Allerdings handelt es sich bei einer Untätigkeitsklage nicht stets um ein Anerkenntnis im Sinne von § 101 Abs. 2 SGG und VV 3106 Satz 2 Nr. 3, wenn die Beklagte den Antrag bzw. den Widerspruch des Klägers durch Erlass eines – wie auch immer gearteten – Bescheides bzw. Widerspruchsbescheides bescheidet, auch wenn die Untätigkeitsklage gemäß § 88 SGG auf bloße Bescheidung gerichtet ist. Da eine Untätigkeitsklage nur dann begründet ist, wenn die Beklagte ohne zureichenden Grund über den Antrag bzw. den Widerspruch nicht innerhalb einer Frist von 6 bzw. 3 Monaten entschieden hat, und auch nur dann eine Verurteilung der Beklagten zu der beantragten Bescheidung erfolgen kann (vgl. Leitherer, in: Meyer-Ladewig/Keller/Leitherer, SGG, 8. Aufl. 2005, § 88 Rn. 9), liegt ein Anerkenntnis im Rechtssinne vielmehr nur vor, wenn die Frist des § 88 Abs. 1 bzw. Abs. 2 SGG abgelaufen ist und die Beklagte zusätzlich zum Erlass des Bescheids bzw. des Widerspruchsbescheids uneingeschränkt zugesteht, dass sie keinen zureichenden Grund für die verspätete Entscheidung hatte. Dies kann sich nicht nur aufgrund einer ausdrücklichen Erklärung der Beklagten, sondern auch aus den gesamten Umständen der Bescheiderteilung ergeben. So liegt es nahe, dass die Beklagte eingesteht, dass sie ohne zureichenden Grund binnen angemessener Frist nicht entschieden hat, wenn sie nichts zum Vorliegen eines zureichenden Grundes vorträgt, da sie grundsätzlich zureichende Gründe darzulegen hat (vgl. Leitherer, a.a.O., Rn. 7a). Gleiches gilt, wenn die Beklagte ohne Einschränkungen oder Erläuterungen ein Kostenanerkenntnis dem Grunde nach abgibt, da sie damit eingesteht, dass die Untätigkeitsklage begründet war und sie Anlass zur Klage gegeben hat. Ansonsten müsste sie nämlich die außergerichtlichen Kosten des Klägers nicht übernehmen.
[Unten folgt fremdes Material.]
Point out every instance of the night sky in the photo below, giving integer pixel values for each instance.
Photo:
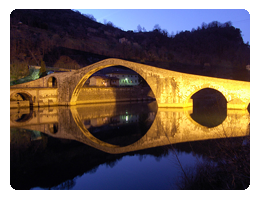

Nach diesen Grundsätzen hat die Beklagte durch Erlass des Widerspruchsbescheids vom 05.12.2006 ein Anerkenntnis abgegeben. Hierfür spricht bereits die Erklärung in der Klageerwiderung vom 05.12.2006, in der es heißt, die Beklagte habe (durch Erlass des Widerspruchsbescheids) dem Begehren des Klägers entsprochen. Zudem hat die Beklagte nicht geltend gemacht, es habe für die verspätete Entscheidung einen zureichenden Grund gegeben, und sich folgerichtig auch bereit erklärt, die notwendigen außergerichtlichen Kosten dem Grunde nach zu übernehmen. Nach den Umständen ist damit der Erlass des Widerspruchsbescheids vom 05.12.2006 als uneingeschränktes Zugeständnis, dass der nach § 88 Abs. 2 SGG geltend gemachte Klageanspruch bestand, zu werten. Die Erledigungserklärung des Klägers im Schriftsatz vom 18.12.2006 stellt die Annahme dieses Anerkenntnisses dar mit der Folge, dass der Rechtsstreit nach § 101 Abs. 2 SGG beendet wurde.

b) Die fiktive Terminsgebühr durfte auch angesetzt werden, obwohl sie der Prozessbevollmächtigte des Klägers nicht ausdrücklich geltend gemacht, sondern vielmehr eine Erledigungsgebühr nach VV 1006 i.V.m. VV 1002, 1005 beansprucht hat.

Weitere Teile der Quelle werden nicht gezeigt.